Kremser AK, Lyneham J. Can Australian Nurses Safely Assess for Thrombolysis on EKG Criteria?
J Emerg Nurs 2007;
33:102-9. [PMID:
17379026 DOI:
10.1016/j.jen.2006.10.015]
[Citation(s) in RCA: 6] [Impact Index Per Article: 0.4] [Reference Citation Analysis] [Abstract] [MESH Headings] [Track Full Text] [Journal Information] [Subscribe] [Scholar Register] [Received: 09/17/2006] [Revised: 10/14/2006] [Accepted: 10/22/2006] [Indexed: 11/16/2022]
Abstract
INTRODUCTION
According to the Australian Institute of Health & Welfare, 48,700 ischemic heart disease events occurred in Australia in 2001-2002; around half of these were fatal. The National Heart Foundation of Australia recommends that eligible patients presenting with acute myocardial infarction should receive thrombolysis within 30 minutes of presentation if primary angioplasty is not available. In Australia, fewer than 80% of eligible patients were treated within 1 hour in the first half of the year 2000. Literature reveals that a number of hospitals in the United Kingdom use a model of acute myocardial infarction management whereby suitably qualified cardiac nurses initiate thrombolysis where appropriate, prior to the patient being evaluated by medical staff. This practice is safe and effective in reducing the door-to-needle time to below 20 minutes. The questions are threefold: Are Victorian cardiac nurses similarly capable? What are the existing abilities of emergency nurses? What do they think about initiating thrombolysis?
METHOD
Mixed methodology (descriptive comparative and thematic analysis) was used. The survey instrument included EKG vignettes and a questionnaire.

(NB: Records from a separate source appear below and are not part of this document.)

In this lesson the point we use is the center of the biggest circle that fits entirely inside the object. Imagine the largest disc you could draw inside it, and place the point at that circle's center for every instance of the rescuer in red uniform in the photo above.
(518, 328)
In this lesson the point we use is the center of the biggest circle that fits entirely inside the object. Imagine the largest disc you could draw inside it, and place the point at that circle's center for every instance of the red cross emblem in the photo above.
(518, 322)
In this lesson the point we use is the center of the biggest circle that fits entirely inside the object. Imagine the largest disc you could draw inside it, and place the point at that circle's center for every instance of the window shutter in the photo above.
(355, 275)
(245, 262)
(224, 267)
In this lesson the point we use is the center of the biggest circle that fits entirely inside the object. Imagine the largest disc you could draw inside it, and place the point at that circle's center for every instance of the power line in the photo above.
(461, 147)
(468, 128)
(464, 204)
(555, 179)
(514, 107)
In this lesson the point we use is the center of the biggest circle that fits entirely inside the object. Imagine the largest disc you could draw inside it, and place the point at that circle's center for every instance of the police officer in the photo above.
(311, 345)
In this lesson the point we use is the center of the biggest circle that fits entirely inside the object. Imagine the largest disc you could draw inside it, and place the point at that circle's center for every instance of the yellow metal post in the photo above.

Participants were Victorian nurses practicing in a coronary care unit or an emergency department.
RESULTS
Seniority was the only apparent predictor of increased accuracy.
DISCUSSION
Nurses are very accurate and safe in their ability to recognize patients warranting immediate thrombolysis. Nurses' decision making is underpinned by 3 of 4 fundamental patterns of knowing identified by Carper-aesthetic, empirical, and ethical. In view of these findings, a number of recommendations are made for research, education, and benchmarking of quality patient management.